Apollo Hospital’s stock experienced a notable ascent, climbing over 3% during the early trading hours on Friday. This uptick followed the announcement of a significant 77% increase in net profit for Q4, reaching an impressive Rs 258 crore year-on-year. Shares of the hospital chain peaked at an intraday high of Rs 5,959.35 per share on the NSE, marking a 3.23% rise.
The preeminent hospital conglomerate disclosed a substantial 77% augmentation in its consolidated net profit, amounting to Rs 258 crore for the fiscal quarter concluding in March 2024. The revenue generated from operations during the January-March 2024 timeframe witnessed a 15% year-on-year enhancement, totaling Rs 4,944 crore.
In the scrutinized March quarter, the EBITDA registered at Rs 640 crore, a significant increase from Rs 488 crore during the corresponding period the previous year. The EBITDA for the healthcare segment alone surged by 11%, reaching Rs 593 crore, with margins settling at 23.1% for the period under review.
However, accounting for the Rs 151 crore expenditure incurred by Apollo 24*7 for the quarter (which includes a non-cash ESOP charge of Rs 106 million), the healthcare segment reported a revenue of Rs 2,563 crore. This denotes a 17% year-on-year growth from the Rs 2,195 crore recorded in Q4FY23.

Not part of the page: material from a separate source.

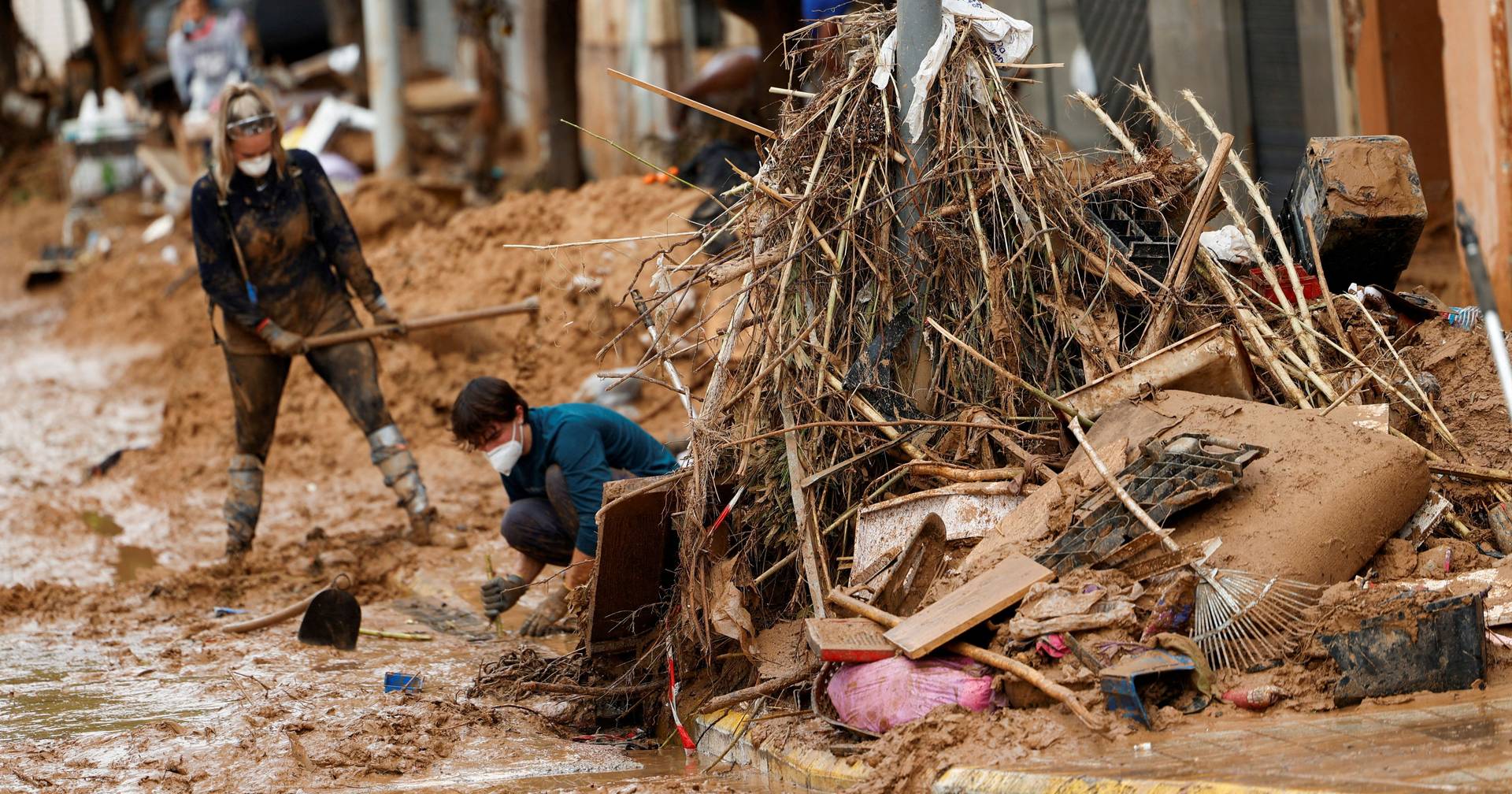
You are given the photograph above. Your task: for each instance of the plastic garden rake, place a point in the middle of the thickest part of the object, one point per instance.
(1240, 619)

Brokerage Perspectives on Apollo Hospitals
Prabhudas Lilladher’s Take on Apollo Hospitals
Prabhudas Lilladher maintains a “Buy” recommendation for Apollo Hospitals, setting a target price at Rs. 7,050 per share. The brokerage firm anticipates the potential merger with Keimed will eliminate any concerns regarding revenue leakage, estimating this merger to be a favorable development.
A report from Prabhudas Lilladher highlights that Apollo Hospitals Enterprise’s fully-owned subsidiary, Apollo Health, has entered into an agreement to secure Rs. 24.75 billion ($300 million) in equity capital from Advent International (Advent) for a 16.8% stake. Additionally, Apollo Health has outlined plans for the phased integration of the promoter group entity, Keimed Pvt Ltd (Keimed), into Apollo Health. This strategic move is expected to establish a leading integrated pharmacy distribution network, bolstered by a rapidly expanding omni-channel digital health business.
Morgan Stanley’s Insight on Apollo Hospitals
Morgan Stanley has reiterated its “Overweight” rating on Apollo Hospitals, with a target price of Rs. 7,181. The report attributes the 15% year-on-year growth in consolidated revenue for the fourth quarter to robust performances across its healthcare services, Apollo HealthCo, and AHLL divisions.
The consolidated EBITDA, after factoring in the costs associated with the 24×7 services, stood at Rs. 640 crore, aligning closely with Morgan Stanley’s projections. As of March 2024, Apollo Hospitals reported a consolidated net debt of Rs. 15,000 crore.